The Haaretz Israel news site says computer science student Amit Kagian has developed the artificial intelligence application for his masters degree thesis at Tel Aviv University.
In its early stages, 30 human participants ranked the beauty of dozens of pictures, without explaining why they perceived some women as more beautiful than others.
The results were then processed and mathematically mapped, giving the computer 98 numbers representing various characteristics including the shape of the face, hair colour, and skin smoothness.
Once the software had established a core of information, it was able to learn from that information and then apply that knowledge to 'grade' other images of women.

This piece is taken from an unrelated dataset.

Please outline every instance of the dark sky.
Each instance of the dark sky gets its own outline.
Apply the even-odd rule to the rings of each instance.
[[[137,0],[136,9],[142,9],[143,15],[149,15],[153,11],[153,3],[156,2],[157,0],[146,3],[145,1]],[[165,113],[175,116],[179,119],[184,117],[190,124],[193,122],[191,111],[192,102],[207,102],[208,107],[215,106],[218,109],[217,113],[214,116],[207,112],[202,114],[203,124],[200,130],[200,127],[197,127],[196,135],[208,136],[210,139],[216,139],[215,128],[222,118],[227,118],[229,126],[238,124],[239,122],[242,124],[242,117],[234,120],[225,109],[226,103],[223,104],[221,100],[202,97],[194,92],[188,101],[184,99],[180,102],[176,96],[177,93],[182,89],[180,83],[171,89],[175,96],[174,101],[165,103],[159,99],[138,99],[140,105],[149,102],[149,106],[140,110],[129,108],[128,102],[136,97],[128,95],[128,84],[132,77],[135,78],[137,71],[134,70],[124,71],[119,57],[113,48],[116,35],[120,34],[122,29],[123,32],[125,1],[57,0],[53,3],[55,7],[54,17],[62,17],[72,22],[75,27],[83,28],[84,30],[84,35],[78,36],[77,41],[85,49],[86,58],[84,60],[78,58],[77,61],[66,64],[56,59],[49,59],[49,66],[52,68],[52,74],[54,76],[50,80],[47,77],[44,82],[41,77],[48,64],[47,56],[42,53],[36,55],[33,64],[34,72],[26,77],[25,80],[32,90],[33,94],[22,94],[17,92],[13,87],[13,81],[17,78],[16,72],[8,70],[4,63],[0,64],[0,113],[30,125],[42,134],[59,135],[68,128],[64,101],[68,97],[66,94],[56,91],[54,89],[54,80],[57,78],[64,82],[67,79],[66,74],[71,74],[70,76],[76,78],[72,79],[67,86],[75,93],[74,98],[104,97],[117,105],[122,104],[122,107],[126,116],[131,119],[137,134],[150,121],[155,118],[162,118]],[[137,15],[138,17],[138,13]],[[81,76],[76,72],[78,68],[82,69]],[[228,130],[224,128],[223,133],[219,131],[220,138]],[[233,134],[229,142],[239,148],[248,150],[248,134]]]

He believes the study offers a huge leap in AI software development.
To test the computer's responses, a further group of humans were surveyed, and both people and machine came up with very similar rankings, interestingly preferring 'average' features.
"Until now, computers have been taught to identify basic facial characteristics - like is this a woman's face or a man's," Kagian told Haaretz.
"Our software allows the computer to complete a much more complex task of aesthetic judgment, which humans cannot define exactly how they do it," he said.
"Aesthetic judgment is linked to sentiment and more abstract considerations, but now we have made the computer do it."
Kagian's thesis was recently published in the science journal Vision Research.
The reason the software is currently only able to pick attractive women is that male 'beauty' is far more difficult to calculate, with a large number of variables.